Black diamonds in the sky
Tract 1: Black diamonds in the sky
With regard to the dormant powers of man, there is much more unknown than known. Yet a distinction should here be made, that is to categorize man in two disparate entities, mortal man and immortal man. Mortal man is that which you see in the mirror, an artfully concocted collection of bones, flesh and blood, bound together into a cohesive unit for the benefit of corporal integrity. By default we are all born mortal, yet some break out of this shell and before death secure for themselves immortality.
To be sure, the flesh dies regardless. Flesh can be likened to a drop of rain that contains a certain unity of water. Death is what occurs when that drop of rain hits the soil, disintegrating the “drop.” The immortal man is like the dew from that drop, that returns to the heavens in gaseous form. Thus is the physical body like the drop of rain, where the soul is the very substance of water itself, immortal and transcendent. Here is a fatal assumption that should be done away with, that which states that all men are immortal - nothing could be further from the truth. Immortality is attained by merit, it is the earning of a gold ring, the purchasing of a plot of land. We are born much like animals are, with only the potential seed of immortality. In some this seed takes root and blossoms, while in others the seed dies in its shell, having never gotten its offshoots into the soil. He that lives for and by the flesh dies for and through it as well. He that cultivates the higher arts of the soul reaps sevenfold and establishes his foundations in the heavens, he will reap black diamonds in the sky.

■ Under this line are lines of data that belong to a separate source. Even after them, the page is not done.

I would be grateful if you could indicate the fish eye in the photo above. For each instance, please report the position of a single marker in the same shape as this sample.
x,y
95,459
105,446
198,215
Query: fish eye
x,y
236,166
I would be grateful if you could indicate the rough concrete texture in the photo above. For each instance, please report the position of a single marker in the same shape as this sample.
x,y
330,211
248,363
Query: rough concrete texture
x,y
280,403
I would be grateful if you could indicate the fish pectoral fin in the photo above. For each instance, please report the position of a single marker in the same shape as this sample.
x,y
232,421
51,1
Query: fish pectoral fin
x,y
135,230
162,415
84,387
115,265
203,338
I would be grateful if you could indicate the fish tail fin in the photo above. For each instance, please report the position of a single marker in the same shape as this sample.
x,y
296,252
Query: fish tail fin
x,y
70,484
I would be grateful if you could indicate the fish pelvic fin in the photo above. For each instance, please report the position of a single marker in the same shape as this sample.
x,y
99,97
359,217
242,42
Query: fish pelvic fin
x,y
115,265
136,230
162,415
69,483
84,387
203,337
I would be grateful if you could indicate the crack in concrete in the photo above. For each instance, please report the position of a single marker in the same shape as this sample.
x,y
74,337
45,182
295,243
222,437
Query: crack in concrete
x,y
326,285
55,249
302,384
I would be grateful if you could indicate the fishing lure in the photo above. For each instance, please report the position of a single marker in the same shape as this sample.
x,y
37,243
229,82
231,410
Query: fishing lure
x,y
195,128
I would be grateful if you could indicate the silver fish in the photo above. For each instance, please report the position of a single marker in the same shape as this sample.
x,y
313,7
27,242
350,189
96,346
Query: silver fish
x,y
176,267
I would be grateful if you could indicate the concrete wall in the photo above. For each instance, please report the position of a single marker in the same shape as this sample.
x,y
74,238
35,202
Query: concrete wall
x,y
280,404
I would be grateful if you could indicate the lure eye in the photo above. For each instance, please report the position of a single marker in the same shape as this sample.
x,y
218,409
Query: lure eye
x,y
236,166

Have you seen these diamonds? Walking over a long and wide stone bridge, these dark purple diamonds glow with an internal light of their own, and pin the clouds to the sky over the bridge pass. These things are hidden, entirely out of sight to the mortal man. Mortal man knows only of the basic necessities of life, never perceiving the soul is designed, indeed built for much more. Mortal man never lives, but merely exists for a day. The evanescence of the rainbow in an afternoon sky greatly outlives the tragic existence of mortal man, for in its brief existence it blinds the earth with magnificent splendor, then goes the way it came without agony. Mortal man is unable to perceive the luminescent beauty of life, the immortal and the infinite, the indescribable and the countless, for the mortal mind is concerned with numbers, with compartments, limitations and with censi.